Renata Lo Prete falou sobre a entrevista do deputado Roberto Jefferson à Folha de S.Paulo.
‘Roberto Jefferson nos procurou, procurou a mim, e disse que tinha resolvido dar a entrevista. Não houve nenhum tipo de acordo da Folha com o deputado no sentido de omitir questões, [ou] aceitar questões impostas pelo entrevistado. Por que a Folha entendeu que valia a pena aquela entrevista? Porque o ponto de vista dele é o de um presidente de partido que durante muito tempo negociou proximamente do governo questões como distribuição de cargos, de verbas e acordos eleitorais. Nós achamos que isso era importante e merecia ser noticiado – o que não elimina toda uma gama de investigações que o jornal está tentando fazer.’
Na seqüência, Ancelmo Gois fez um alerta:
‘Não podemos misturar Roberto Jefferson com Ibsen Pinheiro. O Roberto Jefferson é réu confesso. No depoimento ele confessou vários crimes. Disse que pegou 4 milhões de reais do PT em dinheiro, depois disse que teve uma conversa com o presidente do IRB que teria dito: ‘Presidente, tem um acordo para você pegar uns empresários e cada um passar 60 mil reais.’ Que negócio é esse de empresário ter interesse no IRB e dar 60 mil reais por mês para o PTB? Isso é crime. O Roberto Jefferson é um criminoso assumido, um réu confesso.’
O procurador-geral da República falou sobre a postura que adotará perante o fato.
‘Se Roberto Jefferson confessou vários crimes, o papel do Ministério Público é denunciá-lo. Estou esperando a próxima audiência do deputado amanhã para iniciar a investigação. Partirei das duas reportagens feitas pela Renata Lo Prete e ficando claro que ele é um grande mentiroso e que inventou tudo ou se não inventou, onde é que há verdade no que foi dito, vamos trilhar os possíveis enquadramentos penais de conduta, de uma ou mais pessoas. É por aí que vou trabalhar.’
A repórter da Folha de S.Paulo falou sobre sua expectativa diante da entrevista com Jefferson:
‘Eu imaginava que o deputado Roberto Jefferson estava disposto a ser mais grave, mais duro. Eu não sabia que ele ia falar da história das mesadas. Fui surpreendida. Naquele momento minhas primeiras preocupações eram de ordem prática, porque eu senti que tinha nas mãos uma entrevista mais grave do que eu imaginava a princípio.’

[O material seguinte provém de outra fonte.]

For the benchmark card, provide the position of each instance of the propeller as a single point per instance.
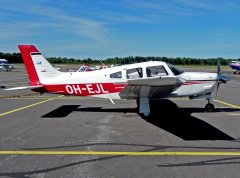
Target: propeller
(220, 78)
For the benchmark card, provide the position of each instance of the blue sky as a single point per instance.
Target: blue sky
(116, 28)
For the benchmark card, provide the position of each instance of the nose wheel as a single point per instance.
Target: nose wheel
(209, 107)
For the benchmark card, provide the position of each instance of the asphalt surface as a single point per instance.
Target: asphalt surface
(58, 136)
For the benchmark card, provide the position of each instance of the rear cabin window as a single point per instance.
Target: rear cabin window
(116, 75)
(134, 73)
(156, 71)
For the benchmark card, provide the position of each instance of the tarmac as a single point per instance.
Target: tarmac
(63, 136)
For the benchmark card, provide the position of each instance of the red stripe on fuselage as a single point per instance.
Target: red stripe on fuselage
(83, 89)
(195, 82)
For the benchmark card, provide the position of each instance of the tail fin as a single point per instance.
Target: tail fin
(38, 68)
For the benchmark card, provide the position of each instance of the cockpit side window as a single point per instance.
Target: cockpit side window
(175, 70)
(116, 75)
(156, 71)
(134, 73)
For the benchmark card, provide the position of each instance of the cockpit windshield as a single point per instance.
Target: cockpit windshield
(175, 70)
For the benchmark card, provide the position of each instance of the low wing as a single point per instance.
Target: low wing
(158, 87)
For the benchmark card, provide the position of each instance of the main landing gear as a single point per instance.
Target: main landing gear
(209, 107)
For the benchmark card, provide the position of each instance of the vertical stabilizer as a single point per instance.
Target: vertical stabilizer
(38, 68)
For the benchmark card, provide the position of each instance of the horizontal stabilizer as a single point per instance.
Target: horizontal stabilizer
(24, 87)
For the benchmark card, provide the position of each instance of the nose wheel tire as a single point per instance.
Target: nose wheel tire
(209, 107)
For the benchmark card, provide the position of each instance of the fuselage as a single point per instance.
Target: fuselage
(107, 83)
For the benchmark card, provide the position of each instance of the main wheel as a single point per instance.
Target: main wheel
(209, 107)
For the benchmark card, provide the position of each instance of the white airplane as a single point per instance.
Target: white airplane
(141, 81)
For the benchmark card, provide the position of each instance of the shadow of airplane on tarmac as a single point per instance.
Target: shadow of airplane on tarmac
(165, 115)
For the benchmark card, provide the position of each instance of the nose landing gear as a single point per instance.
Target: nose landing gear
(209, 106)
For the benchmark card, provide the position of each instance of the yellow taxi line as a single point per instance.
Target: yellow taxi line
(25, 107)
(119, 153)
(228, 104)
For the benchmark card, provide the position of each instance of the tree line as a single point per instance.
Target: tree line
(16, 58)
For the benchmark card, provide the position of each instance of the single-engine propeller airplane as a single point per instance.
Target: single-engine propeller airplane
(141, 81)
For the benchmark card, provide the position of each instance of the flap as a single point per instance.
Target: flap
(159, 87)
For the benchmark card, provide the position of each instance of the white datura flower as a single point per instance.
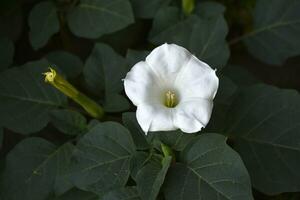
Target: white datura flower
(172, 89)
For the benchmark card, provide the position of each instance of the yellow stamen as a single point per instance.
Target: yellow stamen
(170, 100)
(50, 76)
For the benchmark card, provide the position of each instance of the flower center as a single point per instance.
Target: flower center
(170, 99)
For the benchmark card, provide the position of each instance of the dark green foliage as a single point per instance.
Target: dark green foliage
(51, 149)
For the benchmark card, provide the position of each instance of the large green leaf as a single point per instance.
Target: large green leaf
(147, 9)
(76, 194)
(134, 56)
(103, 72)
(224, 98)
(138, 135)
(202, 36)
(69, 64)
(275, 36)
(176, 140)
(6, 53)
(69, 122)
(151, 177)
(43, 23)
(264, 128)
(209, 9)
(93, 18)
(127, 193)
(26, 99)
(101, 162)
(1, 136)
(240, 75)
(210, 170)
(33, 169)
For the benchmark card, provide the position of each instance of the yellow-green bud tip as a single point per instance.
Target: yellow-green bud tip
(50, 76)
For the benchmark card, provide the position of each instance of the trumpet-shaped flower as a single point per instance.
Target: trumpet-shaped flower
(172, 89)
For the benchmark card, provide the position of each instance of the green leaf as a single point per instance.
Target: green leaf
(151, 177)
(138, 135)
(225, 96)
(1, 137)
(69, 64)
(93, 18)
(69, 122)
(115, 103)
(103, 72)
(127, 193)
(134, 56)
(76, 194)
(7, 50)
(203, 37)
(33, 169)
(147, 9)
(209, 9)
(27, 98)
(240, 76)
(138, 160)
(275, 36)
(210, 170)
(264, 127)
(176, 140)
(43, 23)
(101, 162)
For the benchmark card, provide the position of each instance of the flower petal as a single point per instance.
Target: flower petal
(167, 61)
(197, 79)
(141, 84)
(155, 117)
(191, 116)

Ancelmo Gois fez um balanço do estrago provocado pelas denúncias:
‘Uma das coisas que mais lamento, como brasileiro e como democrata, é que pessoas como Roberto Jefferson e sua história do ‘mensalão’, somada a algumas declarações de Severino Cavalcanti, causam um estrago não apenas ao governo, mas ao Congresso e à democracia. Eu lamento, pois conheço muitos deputados, senadores e vereadores de bem. Sem Congresso não tem democracia. ‘Mensalão’ é real, não é fantasia não.’
Luiz Carlos Bernardes concluiu dizendo:
‘O papel do Conselho Federal de Comunicação [Conselho de Comunicação Social] – que têm os vários segmentos, sociedade civil, jornalistas e empresas – deveria ser mais valorizado para abrigar essas grandes discussões sobre ética, ‘denuncismo’, ‘manchetismo’ e também sobre a importância do jornalismo investigativo.’
Claudio Fonteles encerrou o debate fazendo um pedido:
‘Gostaria que a imprensa brasileira meditasse sobre a possibilidade de continuar a desenvolver o que publicou, para que todos nós brasileiros nos aprofundemos mais no assunto e possamos meditar sobre ele. Esse é o papel da imprensa.’